How has the DPRK reacted to the impending visit of the Chinese President to Seoul? China is still endorsing the North Korean position supporting the restart of the six-party talks on the North's denuclearisation, but the DPRK has shown no sign of slowing down the nuclear weapons development program. This has surely shown the Chinese side that support for the six-party talks is a symbolic position rather than a realistic one. Pyongyang carried out its third underground atomic test in February 2013. And on June 29 North Korea announced a test-launch of two short-range Scud missiles, which formed part of an established series of missile firings. On July 2 two short-range rockets were fired from North Korea's east coast.
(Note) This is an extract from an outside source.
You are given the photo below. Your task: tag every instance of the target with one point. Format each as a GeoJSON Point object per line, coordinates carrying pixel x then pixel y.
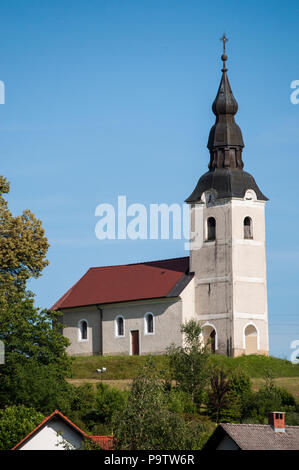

But no-one is really in a position to exercise a decisive influence on North Korea's nuclear development. And the major Chinese concern in these talks was not North or South Korea. The Chinese interest is in neutralising the U.S.-Japan axis, and it has become clear that South Korea, though a U.S. ally, cannot be too happy about the current U.S. position of fervent support for Japan, including the absence of any U.S. opposition to Premier Abe's reinterpretation of the post-war pacifist constitution. The United States will have to manage its network of allies in East Asia very carefully; any sign of excessive closeness to Japan risks alienating more than one country on which the United States will need to rely in any strategy for counterbalancing Chinese influence. Here South Korea presents a real opportunity for China to take advantage of any disappointment felt by a U.S. ally.